初めてロウ付けをしたとき、すぐに金属と私の間に絆があると感じました。 金属の板を目の前にし、「これでいくつの作品を製作できるかしら?」と思うのは楽しかったのです、と彼女は語ります。

Eckertは、サンフランシスコのRevere Academy of Jewelry Arts(リビア・アカデミー・オブ・ジュエリーアート)に入学し、2つのプログラムを修了した後、金細工職人としての認定を取得しました。 彼女は、「細心の注意を払って作業をする」ことを学びながら、リビア・アカデミーでスキルを上達させました。

タヒチ産黒真珠とケシ真珠 (5つのダイヤモンドがセットされている) の形をしたゴールドがあしらわれたバイパスリング。

Eckertは、ジュエリー業界におけるCAD/CAMの影響について聞くようになり、もっと知りたいと思いました。 彼女はGIAで行われているジュエリーデザイン&テクノロジー(JDT)プログラムを見つけ、講師と話した後、JDTは彼女にとって最適なプログラムであると確信しました。 Eckertは直ちにカールスバッドへ引っ越し、キャンパスで行われているこのプログラムで6ヶ月間学習しました。

GIAは私の作品に新たな可能性を開いてくれました。 CADのプログラムがもっと手の込んだ複雑なデザインを製作するのに役に立っただけでなく、GIAのおかげで私はジュエリーデザインの世界にさらに集中し、この業界で多くの人々と出会い、ジュエリー業界のプロとして成長することができました、と彼女は述べます。

Eckertは、講師はすべて「非常に熱心な専門家」であったと述べ、特にKelly Borelloが彼女の卒業後のキャリアのために提唱者になってくれたと称えます。

彼女は非常に親切でよく助けてくれました。モデリングプロセスに関してアドバイスをしてくれたり、就職活動中にどのように企業に対応するかについて教えてくれました、とEckertは説明します。

南カリフォルニアの高級ジュエリー会社に勤務した後、Eckertは顧客のためのデザインで非常に忙しくなったことに気付き、自分でビジネスを始めることを決心しました。 2016年12月、彼女はロサンゼルスのジュエリー地区にある小さなスタジオでVeronica Eckert Studio Jewelry(Veronica Eckert スタジオ・ジュエリー)をオープンし、デザインにもっと多くの時間を費やし集中できることに喜びを感じています。

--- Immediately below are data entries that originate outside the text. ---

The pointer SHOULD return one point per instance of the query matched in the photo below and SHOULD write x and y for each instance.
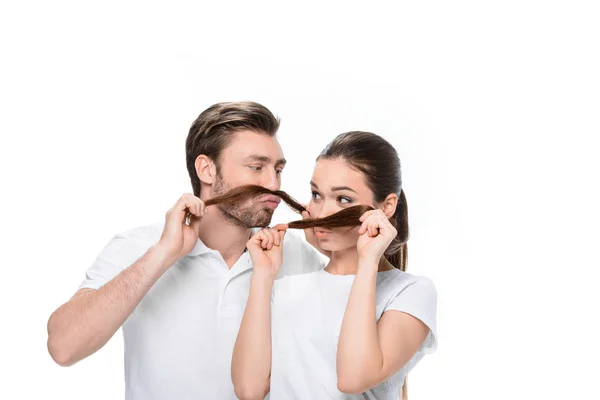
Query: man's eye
(344, 200)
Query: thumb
(281, 227)
(195, 224)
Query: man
(179, 289)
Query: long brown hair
(378, 160)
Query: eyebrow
(335, 188)
(265, 159)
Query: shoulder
(401, 280)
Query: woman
(357, 327)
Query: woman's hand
(376, 234)
(266, 251)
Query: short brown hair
(211, 132)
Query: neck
(218, 233)
(345, 262)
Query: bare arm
(369, 352)
(251, 363)
(90, 318)
(84, 324)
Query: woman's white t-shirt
(307, 313)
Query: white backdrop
(493, 106)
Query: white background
(493, 107)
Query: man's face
(251, 158)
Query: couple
(213, 309)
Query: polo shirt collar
(200, 248)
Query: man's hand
(182, 226)
(266, 251)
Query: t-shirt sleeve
(122, 250)
(419, 299)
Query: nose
(326, 210)
(271, 180)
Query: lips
(271, 201)
(321, 233)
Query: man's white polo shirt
(179, 340)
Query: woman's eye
(344, 200)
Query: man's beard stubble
(246, 214)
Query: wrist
(368, 263)
(262, 276)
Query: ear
(205, 169)
(389, 205)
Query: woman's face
(336, 185)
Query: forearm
(251, 363)
(85, 323)
(359, 357)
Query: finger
(363, 227)
(195, 225)
(264, 240)
(271, 237)
(281, 235)
(372, 225)
(276, 239)
(366, 215)
(281, 227)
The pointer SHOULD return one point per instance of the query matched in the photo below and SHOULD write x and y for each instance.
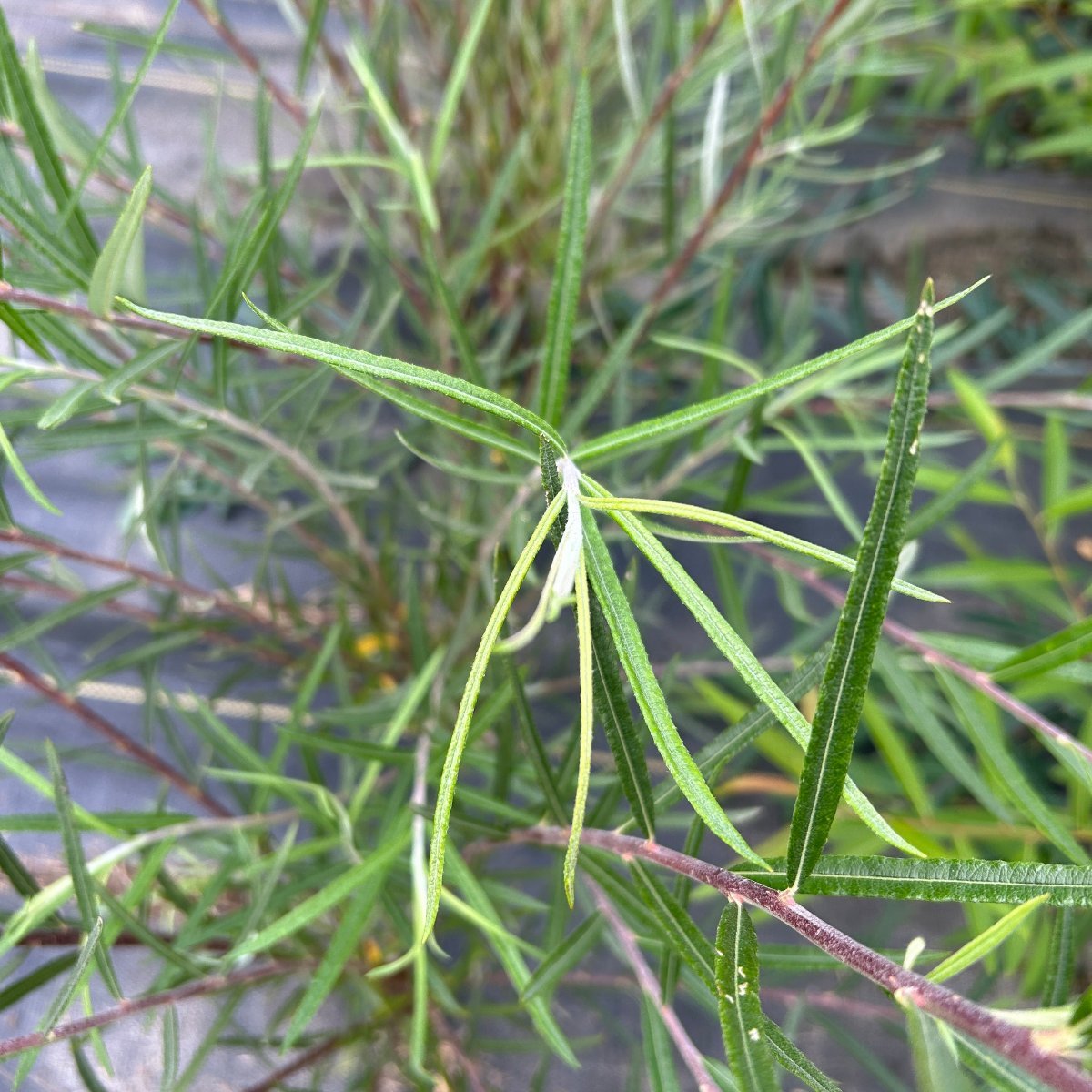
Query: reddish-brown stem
(671, 88)
(285, 99)
(1013, 1042)
(202, 987)
(218, 600)
(117, 738)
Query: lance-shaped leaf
(650, 697)
(110, 267)
(446, 794)
(845, 682)
(612, 707)
(742, 1020)
(565, 293)
(363, 367)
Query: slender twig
(307, 1058)
(116, 736)
(285, 99)
(1009, 1040)
(650, 986)
(196, 594)
(670, 90)
(202, 987)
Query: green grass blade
(587, 724)
(794, 1060)
(446, 793)
(563, 958)
(650, 698)
(1062, 648)
(741, 1009)
(565, 292)
(41, 142)
(511, 959)
(656, 1046)
(453, 91)
(676, 926)
(748, 528)
(845, 682)
(939, 879)
(102, 145)
(370, 872)
(625, 441)
(23, 475)
(986, 940)
(364, 367)
(732, 741)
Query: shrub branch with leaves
(413, 757)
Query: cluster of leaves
(505, 230)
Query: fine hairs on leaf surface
(306, 722)
(845, 682)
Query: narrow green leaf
(676, 926)
(647, 434)
(713, 518)
(70, 987)
(587, 724)
(446, 793)
(845, 682)
(21, 473)
(563, 958)
(66, 405)
(986, 942)
(938, 879)
(339, 950)
(453, 91)
(511, 958)
(612, 704)
(1062, 648)
(41, 143)
(565, 293)
(128, 93)
(650, 698)
(741, 656)
(737, 997)
(793, 1060)
(370, 872)
(734, 740)
(364, 367)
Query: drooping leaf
(650, 697)
(986, 940)
(612, 704)
(356, 364)
(743, 1024)
(446, 793)
(845, 682)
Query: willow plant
(416, 687)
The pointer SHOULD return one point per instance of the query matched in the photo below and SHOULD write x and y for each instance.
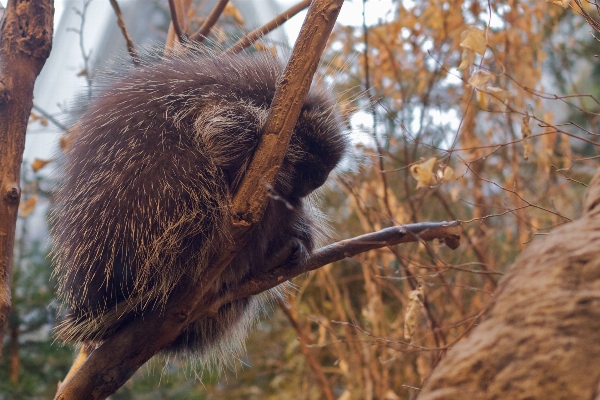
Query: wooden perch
(25, 43)
(540, 337)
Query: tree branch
(539, 336)
(210, 21)
(177, 19)
(104, 372)
(25, 43)
(276, 22)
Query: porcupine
(148, 179)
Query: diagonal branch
(177, 19)
(276, 22)
(104, 372)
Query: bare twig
(24, 48)
(103, 373)
(256, 34)
(210, 21)
(130, 46)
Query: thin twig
(130, 46)
(210, 21)
(50, 118)
(256, 34)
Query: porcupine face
(147, 188)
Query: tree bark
(540, 337)
(25, 43)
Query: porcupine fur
(145, 199)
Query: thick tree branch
(25, 43)
(539, 337)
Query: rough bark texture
(540, 336)
(25, 42)
(109, 366)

私の感覚の興味を引き立てるすべてのものから私はインスピレーションを受けます。
Veronica Eckert GIA JDT
時々、頭の中にアイデアが浮かんで、紙にそれを描けるようになるまで考えるのです。 また、スケッチパッドを取り出して、真夜中でもアイデアを描き続けるときもあります。 私はそれぞれの作品に個性と名前を与え、それを作成するためにその名前に潜んでいるかもしれない物語について考えます、とEckertは語ります。

Eckertは、インスピレーションの源として、アール ヌーボー建築、Remedios Varoのようなシュルレアリスムの画家、そして当然のことながらサイエンス・フィクションを挙げていますが、彼女の野心は非常に現実的なものです。  

ジュエリーデザイナーとしての私の目標は、単に毎日もっと良いデザイナーになることです、と彼女は述べます。

喜ばしいことに、Eckertの娘であるItzel Montserratが宝石・宝飾業界でキャリアを築き始めました。

Montserratは、GGのディプロマを取得し、シアトルのBlue Nile(ブルーナイル)に勤務した後、ロサンゼルス郊外のモンロビアに引っ越し、デザイナーのChristian Tseのもとで品質保証の仕事に従事しています。 また、彼女は購入、査定や宝石の鑑別においてEckertの手助けをしています。

Montserratがジュエリー業界に参入したことで、わずかな期間の隔たりがあったとしても、この母と娘は家族の歴史が4世代に渡って強く引き継がれていると言えるでしょう。

私の祖父は、私がジュエリーデザイナーになったり、私の娘が宝石鑑別士になるのを見ることができませんでした、とEckertは語ります。 しかしながら彼の遺産と技能は永遠に引き継がれます、と続けました。 

 

寄稿者Jaime Kautskyは、GIA Diamonds Graduate(GIAダイヤモンドグラジュエイト)およびGIA Accredited Jewelry Professional (AJP アクレディテッドジュエリープロフェッショナル)であり、The Loupe(ルーペ)誌の副編集長を務めていました。